PyTorch Bug: Corrupted Tensors On Failed Resizes

If you're working with PyTorch, you might run into a tricky bug that can cause your tensors to become corrupted, leading to crashes and unexpected behavior. This issue, specifically related to how PyTorch handles tensor storage and shape metadata, can be a real headache for developers. Let's dive deep into this problem, understand why it happens, and what it means for your deep learning projects.

The Heart of the Problem: Inconsistent Tensor States

The core of this PyTorch bug lies in the resize_() operation when it encounters a tensor whose storage cannot be modified. Imagine you have a tensor that's tightly linked to a NumPy array, perhaps through set_(). PyTorch, in its attempt to be flexible, allows you to inject NumPy arrays into its tensor structure. While this is a powerful feature, it comes with a caveat: not all injected storage is designed to be resized by PyTorch. When resize_() is called on such a tensor, PyTorch correctly identifies that the storage is not resizable and throws a RuntimeError. However, the way this error is handled is where the problem emerges. Before PyTorch checks if the storage is resizable, it proceeds to update the tensor's shape and stride metadata.

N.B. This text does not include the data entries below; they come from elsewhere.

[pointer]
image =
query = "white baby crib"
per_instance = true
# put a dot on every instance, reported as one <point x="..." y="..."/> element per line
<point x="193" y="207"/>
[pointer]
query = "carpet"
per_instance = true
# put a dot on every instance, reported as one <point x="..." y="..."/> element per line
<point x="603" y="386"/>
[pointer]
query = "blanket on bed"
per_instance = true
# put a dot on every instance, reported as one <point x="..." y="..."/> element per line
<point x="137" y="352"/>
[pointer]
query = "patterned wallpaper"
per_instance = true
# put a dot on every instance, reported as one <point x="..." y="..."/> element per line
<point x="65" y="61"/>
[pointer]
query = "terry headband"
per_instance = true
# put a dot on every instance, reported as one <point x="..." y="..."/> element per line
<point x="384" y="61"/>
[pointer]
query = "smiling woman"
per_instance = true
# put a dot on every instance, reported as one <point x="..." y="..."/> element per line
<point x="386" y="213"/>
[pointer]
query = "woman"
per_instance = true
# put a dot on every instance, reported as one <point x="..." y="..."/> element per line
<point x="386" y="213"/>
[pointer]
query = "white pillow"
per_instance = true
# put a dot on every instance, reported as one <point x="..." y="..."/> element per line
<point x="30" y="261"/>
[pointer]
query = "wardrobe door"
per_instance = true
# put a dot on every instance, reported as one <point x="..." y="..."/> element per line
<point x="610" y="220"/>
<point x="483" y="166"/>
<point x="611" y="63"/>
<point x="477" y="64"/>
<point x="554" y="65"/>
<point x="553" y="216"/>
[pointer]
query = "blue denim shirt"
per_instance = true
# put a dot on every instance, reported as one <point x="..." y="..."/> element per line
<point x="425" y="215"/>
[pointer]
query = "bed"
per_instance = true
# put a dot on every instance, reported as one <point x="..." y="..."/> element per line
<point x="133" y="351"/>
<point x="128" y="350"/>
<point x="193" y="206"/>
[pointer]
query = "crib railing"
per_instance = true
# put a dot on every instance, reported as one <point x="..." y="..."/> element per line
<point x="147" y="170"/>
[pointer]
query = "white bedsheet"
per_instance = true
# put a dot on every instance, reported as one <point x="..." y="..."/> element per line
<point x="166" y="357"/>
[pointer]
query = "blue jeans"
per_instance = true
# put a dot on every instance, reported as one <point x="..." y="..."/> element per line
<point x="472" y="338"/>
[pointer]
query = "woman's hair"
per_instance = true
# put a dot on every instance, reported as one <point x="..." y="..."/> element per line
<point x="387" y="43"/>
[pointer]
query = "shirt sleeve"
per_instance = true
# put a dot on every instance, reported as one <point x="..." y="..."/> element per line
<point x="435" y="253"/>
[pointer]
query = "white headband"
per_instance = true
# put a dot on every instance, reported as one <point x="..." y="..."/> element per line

This means that even though the resize operation ultimately fails, the tensor's internal description of its dimensions has already been altered. Consequently, the tensor ends up in a corrupted state, often referred to as a "Zombie" tensor. Its shape attribute might indicate a large, desired size (e.g., torch.Size([5, 5, 5])), but its actual storage() remains empty, holding zero bytes of data. This dramatic mismatch between what the tensor thinks it contains and what it actually holds is the breeding ground for further issues. When you try to access or print such a corrupted tensor, PyTorch's internal mechanisms are fed contradictory information, leading to Segmentation Faults or further internal RuntimeError exceptions, effectively crashing your program.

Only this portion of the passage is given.